Bei Blockbauten erfüllen diesen Zweck die aus rundbelassenen Stämmen übereinander geschichteten licht- und luftdurchlässigen Wände. Bei hölzernen Ständerbauten half man sich mit Gittern aus Leisten oder einfach damit, in die Bretterwände viele Luftschlitze und Luken einzuschneiden. Später, als das kunstvolle Bundwerk erfunden wurde, hat man auch dieses zu Lüftungszwecken herangezogen. Je nach Bedarf zieren sie Giebel, Wände sowie die stets bevorzugten Flächen über den Toren der Wirtschaftsgebäude.

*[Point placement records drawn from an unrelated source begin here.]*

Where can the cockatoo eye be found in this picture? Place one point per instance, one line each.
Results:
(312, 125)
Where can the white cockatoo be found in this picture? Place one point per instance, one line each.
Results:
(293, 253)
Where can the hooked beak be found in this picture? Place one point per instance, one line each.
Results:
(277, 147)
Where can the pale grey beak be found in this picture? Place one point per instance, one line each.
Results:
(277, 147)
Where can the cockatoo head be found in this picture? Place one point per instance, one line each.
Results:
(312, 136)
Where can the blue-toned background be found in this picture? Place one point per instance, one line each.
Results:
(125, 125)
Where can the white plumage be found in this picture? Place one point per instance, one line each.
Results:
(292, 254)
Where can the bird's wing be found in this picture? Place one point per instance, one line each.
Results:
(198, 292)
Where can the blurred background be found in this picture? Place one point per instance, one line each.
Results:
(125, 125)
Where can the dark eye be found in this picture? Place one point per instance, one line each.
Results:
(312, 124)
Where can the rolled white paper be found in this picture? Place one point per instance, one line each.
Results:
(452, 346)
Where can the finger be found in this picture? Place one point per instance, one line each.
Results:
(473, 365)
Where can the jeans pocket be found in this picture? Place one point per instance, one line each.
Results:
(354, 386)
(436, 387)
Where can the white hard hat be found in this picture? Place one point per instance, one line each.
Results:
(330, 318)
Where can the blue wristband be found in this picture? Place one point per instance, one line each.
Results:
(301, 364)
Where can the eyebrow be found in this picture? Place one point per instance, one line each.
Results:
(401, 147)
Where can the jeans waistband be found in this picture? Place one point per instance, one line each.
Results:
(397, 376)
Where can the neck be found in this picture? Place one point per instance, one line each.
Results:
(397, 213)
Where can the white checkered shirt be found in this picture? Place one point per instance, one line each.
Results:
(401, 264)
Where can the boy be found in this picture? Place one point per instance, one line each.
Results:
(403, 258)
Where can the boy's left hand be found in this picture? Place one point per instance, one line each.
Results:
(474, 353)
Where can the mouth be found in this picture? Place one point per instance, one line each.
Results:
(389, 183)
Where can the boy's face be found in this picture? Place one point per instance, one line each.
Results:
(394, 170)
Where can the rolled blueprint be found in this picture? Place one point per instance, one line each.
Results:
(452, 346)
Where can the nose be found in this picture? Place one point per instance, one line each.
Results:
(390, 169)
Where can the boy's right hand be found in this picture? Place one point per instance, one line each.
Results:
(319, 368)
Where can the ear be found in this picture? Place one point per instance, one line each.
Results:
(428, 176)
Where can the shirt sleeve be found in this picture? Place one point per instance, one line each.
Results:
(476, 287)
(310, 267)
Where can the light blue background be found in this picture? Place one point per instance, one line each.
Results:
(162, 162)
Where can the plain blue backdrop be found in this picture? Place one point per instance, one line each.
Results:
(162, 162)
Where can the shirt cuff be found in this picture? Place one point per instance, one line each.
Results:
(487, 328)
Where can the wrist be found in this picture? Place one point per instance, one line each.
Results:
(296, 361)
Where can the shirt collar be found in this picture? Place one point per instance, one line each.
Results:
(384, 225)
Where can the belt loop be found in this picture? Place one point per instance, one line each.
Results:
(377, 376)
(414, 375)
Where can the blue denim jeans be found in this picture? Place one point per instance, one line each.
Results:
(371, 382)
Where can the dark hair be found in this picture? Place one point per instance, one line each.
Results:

Die in die Bretterwände eingeschnittenen (eingesägten) Luken zeichnen sich seit jeher durch besonderen Formenreichtum aus, die von einfachsten geometrischen Mustern bis zu den ausgefallensten Tier- und Pflanzensilhouetten reichen, die vielfach noch der Symbolik uralten Volksglaubens entstammen: manchmal wurden sie sogar bunt bemalt. Im oberen Inntal, wo der Dachboden der „Einhöfe“ als Trockenkammer dient, zeigt das Giebeldreieck ein offenes, reichgegliedertes Bundwerk, auf dem im Herbst Maiskolben zum Nachreifen aufgehängt werden (durch den offenen Dachboden kann der Föhn ungehindert durchstreifen).

Seit dem Beginn des 19. Jahrhunderts haben sich die südbayrischen und Innviertier Zimmerleute des reizvollen Tiroler Bundwerks bemächtigt und dieses Zierwerk aus verblatteten Kanthölzern auf die Wände ihrer Troadkasten, Stadel und Scheunen verpflanzt, wo sie zu wahren Meisterwerken der Holzbaukunst ausgebildet wurde.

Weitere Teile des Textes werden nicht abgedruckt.